Suzanne e Cohen estiveram junto durante cerca de nove anos (separaram-se em 1979), sem nunca terem chegado a casar. Numa entrevista em 2001, Cohen admitiu que nunca pediu a artista em casamento por “medo” e “covardia”. Apesar disso, o relacionamento ficou imortalizado em vários trabalhos do canadiano — foi Suzanne Elrod que tirou a fotografia que serviu de capa ao álbum Cohen’s Live Songs, de 1973, e é ela que aparece em Death of a Ladies’ Man (1977), sentada ao lado de Cohen.

https://www.youtube.com/watch?v=ZX0CfFdk-jw

Ao contrário do que muitas vezes se crê, a Suzanna da música não é Suzanne Elrod (até porque em termos temporais isso não seria possível). “Suzanne”, o primeiro tema do álbum Songs of Leonard Cohen (1967), fala sobre Suzanne Verdal, ex-mulher de um amigo de Cohen, o escultor quebequense Armand Vaillancourt.

Dominique Issermann

Ilha de Hidra, Grécia

Nos anos 80, Leonard Cohen manteve um relacionamento com a fotógrafa francesa Dominique Issermann, 13 anos mais nova. De acordo com o livro Various Positions: A Life of Leonard Cohen, de Ira B. Nadel, os dois conheceram-se em 1982 na ilha de Hidra, por intermédio da atriz quebequense Carole Laure e do seu marido, Lewis Furey, amigos de Coohen que se tinham estabelecido recentemente em Paris.

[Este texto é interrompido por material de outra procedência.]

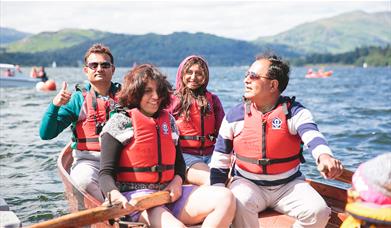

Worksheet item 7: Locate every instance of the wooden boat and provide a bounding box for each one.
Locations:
[0,63,56,91]
[305,69,333,78]
[57,144,350,227]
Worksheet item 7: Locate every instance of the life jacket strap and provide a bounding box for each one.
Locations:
[235,154,301,166]
[179,134,216,142]
[72,137,99,143]
[117,165,174,173]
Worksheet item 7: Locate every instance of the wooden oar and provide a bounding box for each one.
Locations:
[318,165,353,184]
[30,191,171,228]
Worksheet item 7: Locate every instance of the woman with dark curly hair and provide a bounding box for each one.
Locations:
[168,55,224,185]
[99,64,236,227]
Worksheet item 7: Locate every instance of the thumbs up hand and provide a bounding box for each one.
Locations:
[53,82,72,107]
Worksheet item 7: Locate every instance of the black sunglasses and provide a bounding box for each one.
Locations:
[86,62,113,70]
[244,71,273,80]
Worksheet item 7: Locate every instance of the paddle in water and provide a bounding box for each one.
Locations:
[318,165,353,184]
[30,191,171,228]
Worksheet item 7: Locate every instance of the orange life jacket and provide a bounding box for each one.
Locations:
[117,108,176,183]
[233,98,302,174]
[72,84,120,151]
[176,92,217,149]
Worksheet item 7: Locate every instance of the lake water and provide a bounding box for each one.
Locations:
[0,67,391,225]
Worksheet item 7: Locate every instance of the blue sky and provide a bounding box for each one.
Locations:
[0,0,391,40]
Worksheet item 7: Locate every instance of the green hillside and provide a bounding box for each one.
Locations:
[0,32,298,67]
[254,11,391,54]
[7,29,111,53]
[0,27,31,46]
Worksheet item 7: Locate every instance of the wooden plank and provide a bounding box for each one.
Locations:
[31,191,171,228]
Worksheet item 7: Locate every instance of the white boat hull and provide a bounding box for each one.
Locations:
[0,77,41,88]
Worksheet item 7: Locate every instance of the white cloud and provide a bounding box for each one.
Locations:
[0,0,391,40]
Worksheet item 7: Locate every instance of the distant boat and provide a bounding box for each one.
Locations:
[0,63,56,91]
[305,69,333,78]
[362,62,368,68]
[0,63,41,87]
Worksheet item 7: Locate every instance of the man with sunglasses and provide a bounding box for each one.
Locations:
[39,44,120,202]
[210,55,343,227]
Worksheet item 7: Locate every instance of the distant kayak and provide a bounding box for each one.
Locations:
[305,70,333,78]
[0,63,56,91]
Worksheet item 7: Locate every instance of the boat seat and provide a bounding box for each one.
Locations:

Dominique e Cohen estiveram juntos durante vários anos. Cohen visitava-a regularmente na sua casa em Paris, onde costumava compor. Os dois chegaram a colaborar profissionalmente em várias ocasições, e foi a francesa que realizou o primeiro videoclip do músico, “Dance Me to the End of Love”, tema que integra o álbum Various Positions (1985).

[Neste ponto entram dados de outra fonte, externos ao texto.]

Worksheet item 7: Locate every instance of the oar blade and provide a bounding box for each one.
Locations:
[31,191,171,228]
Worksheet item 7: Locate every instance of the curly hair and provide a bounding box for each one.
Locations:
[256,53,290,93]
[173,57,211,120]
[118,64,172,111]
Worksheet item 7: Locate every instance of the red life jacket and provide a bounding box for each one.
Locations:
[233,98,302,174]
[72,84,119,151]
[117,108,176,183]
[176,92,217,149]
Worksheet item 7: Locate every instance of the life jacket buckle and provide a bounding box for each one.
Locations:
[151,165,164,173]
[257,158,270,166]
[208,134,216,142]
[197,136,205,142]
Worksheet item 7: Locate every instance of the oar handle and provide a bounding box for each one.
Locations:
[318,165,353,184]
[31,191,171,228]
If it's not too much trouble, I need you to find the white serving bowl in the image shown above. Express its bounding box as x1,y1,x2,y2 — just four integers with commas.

Dominique Issermann foi ainda responsável pelo vídeo do single “First We Take Manhattan”, lançado no ano seguinte, e pelas imagens que compõem o booklet do álbum I’m Your Man (1988). No interior, Cohen deixou uma pequena dedicatória à francesa: “All these songs are for you, D.I.” (“Todas estas músicas são para ti, D.I.”). As capas do livro Stranger Music (1993) e do álbum more Best of Leonard Cohen (1997) também são da sua autoria. Dominique Issermann foi a fotógrafa oficial da digressão de 2010 do músico.

Rebecca De Mornay

Foi no final dos anos 80 que Leonard Cohen conheceu a atriz norte-americana Rebecca De Mornay. Conhecida por filmes como Expresso para o Inferno (1985), O Regresso para Bountiful (1985) e Backdraft — Cortina de Fogo (1991), a atriz co-produziu, a pedido de Cohen, o álbum The Future (1992), que lhe foi dedicado. Este inclui no interior uma passagem da Bíblia sobre Rebeca, mulher de Isaac.